The Wolfsonian: Over in Miami Beach, FIU’s other art venue, the Wolfsonian, has several exhibitions scheduled. From Nov. 18 through June 11, the museum offers Modern Dutch Design, an exhibit that draws from the Wolfsonian’s own collections of Dutch furniture, drawings and decorative arts to explore the response of Netherlands artists to the pressures of the years 1890-1940. Showing during that same period is the museum’s own façade and lobby as decorated by the contemporary Dutch artist Christie van der Haak, who is known for her elaborately patterned, colorful work inspired by batik.
The Pursuit of Abstraction (through April 16), which just opened, features fine and decorative art with a spiritual or mystical bent. Also now under way and running through Nov. 8: Thoughts on Democracy: Freedom to Vote 2016, described as a “graphic remix project.” The show is built around new posters by four contemporary designers, each doing his or her own take on Norman Rockwell’s famous Four Freedoms posters. An adjunct library installation of historic ephemera, The Politics of -Isms, will explore aspects of American political campaigns of the 20th century.
The Wolfsonian is at 1001 Washington Ave., Miami Beach; 305-531-1001. Hours are Mon., Tues., Thurs., and Sat., noon-6 p.m.; Fri., noon-9 p.m.; Sun., noon-6 p.m.; closed Wednesdays. Admission is $10/ages 12+, $5/students, seniors, and ages 6-12; free for members, children under 6, and students, faculty, and staff of the state university system of Florida.
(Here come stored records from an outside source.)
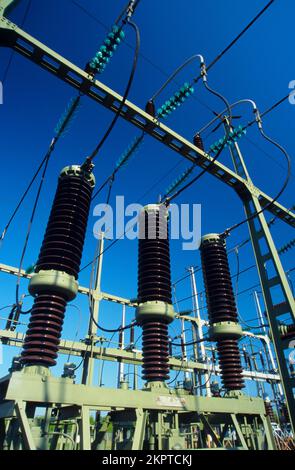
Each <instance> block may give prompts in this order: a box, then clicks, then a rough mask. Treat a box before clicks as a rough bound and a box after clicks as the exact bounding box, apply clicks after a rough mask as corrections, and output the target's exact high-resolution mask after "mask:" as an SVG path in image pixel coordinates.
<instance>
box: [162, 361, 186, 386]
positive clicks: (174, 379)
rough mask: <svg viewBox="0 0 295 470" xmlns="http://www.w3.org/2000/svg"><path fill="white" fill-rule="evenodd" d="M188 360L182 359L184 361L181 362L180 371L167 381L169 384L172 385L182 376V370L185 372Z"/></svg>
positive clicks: (182, 370) (167, 382) (178, 371)
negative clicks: (180, 374) (186, 361)
mask: <svg viewBox="0 0 295 470" xmlns="http://www.w3.org/2000/svg"><path fill="white" fill-rule="evenodd" d="M185 362H186V360H185V359H182V363H181V364H180V369H179V371H178V372H177V374H176V376H175V377H174V379H172V380H170V381H169V382H166V383H167V385H171V384H173V383H174V382H175V381H176V380H177V379H178V377H179V376H180V374H181V372H184V363H185Z"/></svg>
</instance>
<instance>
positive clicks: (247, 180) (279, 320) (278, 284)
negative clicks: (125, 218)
mask: <svg viewBox="0 0 295 470" xmlns="http://www.w3.org/2000/svg"><path fill="white" fill-rule="evenodd" d="M227 125H228V121H226V122H225V126H227ZM230 152H231V156H232V160H233V162H234V165H235V169H236V171H237V173H238V174H239V175H240V176H242V177H243V178H245V179H246V181H247V191H245V192H242V193H241V194H240V197H241V199H242V201H243V204H244V209H245V213H246V216H247V217H251V216H252V215H253V214H255V213H256V212H257V213H258V215H257V216H256V217H255V218H252V220H250V221H249V222H248V227H249V231H250V238H251V242H252V246H253V250H254V255H255V260H256V264H257V269H258V274H259V278H260V284H261V289H262V293H263V298H264V304H265V307H266V313H267V318H268V322H269V326H270V332H271V337H272V341H273V345H274V350H275V353H276V358H277V363H278V369H279V373H280V376H281V379H282V386H283V389H284V394H285V397H286V402H287V407H288V412H289V416H290V420H291V424H292V428H293V432H294V433H295V397H294V392H295V378H294V377H293V378H292V377H291V376H290V372H289V370H288V366H287V358H286V357H285V352H287V350H288V346H289V344H288V342H286V341H284V340H282V338H281V333H280V331H279V325H280V317H281V316H282V315H286V314H288V317H289V318H288V323H290V322H291V324H292V323H295V302H294V297H293V294H292V291H291V288H290V285H289V282H288V279H287V276H286V273H285V271H284V268H283V266H282V263H281V260H280V257H279V255H278V252H277V249H276V247H275V244H274V241H273V238H272V235H271V233H270V230H269V227H268V225H267V222H266V219H265V215H264V213H263V212H262V213H259V212H260V211H261V209H262V208H263V204H261V200H260V199H259V191H257V188H255V187H254V185H253V183H252V180H251V178H250V175H249V173H248V171H247V168H246V165H245V162H244V159H243V156H242V153H241V150H240V148H239V145H238V144H237V143H236V142H235V144H234V145H232V146H231V147H230ZM276 295H279V298H280V300H276Z"/></svg>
Museum of Contemporary Art North Miami: Having survived some mean, lean, and turbulent years, MoCA is still working to beef up its exhibition schedule. Going on now through Nov. 13, Rolando Peña: Black Gold filters modern culture through the metaphor of oil. The show encompasses dance, theater, cinema, video, photography, installation, architecture, and design. Peña is a veteran Venezuelan artist active since the late 1950s.
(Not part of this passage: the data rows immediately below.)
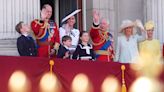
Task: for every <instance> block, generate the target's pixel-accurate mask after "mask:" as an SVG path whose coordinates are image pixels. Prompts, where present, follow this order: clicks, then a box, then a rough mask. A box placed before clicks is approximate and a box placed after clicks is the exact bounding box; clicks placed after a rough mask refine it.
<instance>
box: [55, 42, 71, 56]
mask: <svg viewBox="0 0 164 92" xmlns="http://www.w3.org/2000/svg"><path fill="white" fill-rule="evenodd" d="M67 51H69V50H68V49H66V48H65V47H64V46H63V45H60V46H59V51H58V54H57V58H63V57H64V56H65V53H66V52H67Z"/></svg>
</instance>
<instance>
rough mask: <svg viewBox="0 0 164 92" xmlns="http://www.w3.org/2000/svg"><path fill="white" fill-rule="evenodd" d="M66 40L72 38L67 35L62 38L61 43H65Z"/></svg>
mask: <svg viewBox="0 0 164 92" xmlns="http://www.w3.org/2000/svg"><path fill="white" fill-rule="evenodd" d="M67 40H72V38H71V37H70V36H68V35H66V36H63V37H62V42H64V41H67Z"/></svg>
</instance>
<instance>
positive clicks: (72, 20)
mask: <svg viewBox="0 0 164 92" xmlns="http://www.w3.org/2000/svg"><path fill="white" fill-rule="evenodd" d="M80 11H81V10H76V11H74V12H73V13H71V14H69V15H68V16H66V17H65V18H64V19H63V20H62V23H63V22H66V24H63V26H62V27H60V29H59V35H60V39H62V37H63V36H65V35H68V36H70V37H71V38H72V46H71V47H70V48H69V49H70V50H71V51H74V50H75V49H76V47H77V45H78V41H79V34H80V31H79V30H78V29H75V28H74V25H75V23H76V20H75V14H77V13H79V12H80ZM60 43H62V42H61V40H60Z"/></svg>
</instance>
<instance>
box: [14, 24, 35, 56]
mask: <svg viewBox="0 0 164 92" xmlns="http://www.w3.org/2000/svg"><path fill="white" fill-rule="evenodd" d="M15 30H16V31H17V32H18V33H20V34H21V36H20V37H19V38H18V39H17V48H18V52H19V54H20V56H36V55H37V49H36V45H35V42H34V40H33V38H32V37H30V36H29V34H30V27H29V26H28V25H26V24H24V23H23V22H19V23H18V24H17V25H16V27H15Z"/></svg>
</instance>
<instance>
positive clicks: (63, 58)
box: [57, 35, 72, 59]
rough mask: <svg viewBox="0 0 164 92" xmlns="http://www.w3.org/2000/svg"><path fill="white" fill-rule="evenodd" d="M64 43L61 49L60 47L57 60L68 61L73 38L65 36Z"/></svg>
mask: <svg viewBox="0 0 164 92" xmlns="http://www.w3.org/2000/svg"><path fill="white" fill-rule="evenodd" d="M62 43H63V45H60V47H59V50H58V54H57V58H63V59H68V58H70V51H69V47H71V44H72V38H71V37H70V36H67V35H66V36H63V37H62Z"/></svg>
The spring show is Viktor and Ekaterina Khromin: Under the Sun (Mar. 9-May 7), featuring the work of an artist couple who emigrated from the Soviet Union, followed by a summer show, Macho Enterprises (June 8-Aug. 6), in which Cuban artist Elio Rodriguez explores ideas of identity and its social construction.
MoCA is at 770 N.E. 125th St., North Miami; 305-893-6211. Hours are Tues.-Fri., 11 a.m.-5 p.m.; Sat., 1-9 p.m.; Sun., 11 a.m.-5 p.m.; closed Mondays. Admission is $5/ages 12+; $3/students and seniors; free to members, under 12, North Miami residents, city employees, and veterans.
Lowe Art Museum: Already halfway through its yearlong run at the Lowe is Blasted Allegories: Photography as Experience (through April 2), the seventh annual University of Miami student-curated exhibition. This edition includes 30 images from the museum’s permanent collection. Also currently under way: Highlights from The Fairholme Unlimited Foundation (through December), featuring works by Andy Warhol, Jackson Pollock, Henry Moore, Deborah Butterfield, Duane Hanson, Claes Oldenburg, Frank Stella, and many others.
Titus Kaphar: The Vesper Project (through Dec. 23) presents the New York artist’s work exploring the imaginary history of a 19th-century New England family. Also through Dec. 23, Donald Sultan: The Disaster Paintings, works from 1984 to 1990 from the American painter, sculptor, and printmaker. And from Oct. 27 through June 25, the Lowe will offer Sean Cavanaugh: Under the Elders’ Gaze, documenting the artist’s fascination with trees.
The Lowe is at 1301 Stanford Drive, Coral Gables; 305-284-3535. Hours are Tues.-Sat., 10 a.m.-4 p.m.; Sun., noon-4 p.m.; closed Mondays. Admission is $12.50/adults; $8/students and seniors; free to members and University of Miami students, faculty, and staff, children under 12, and military.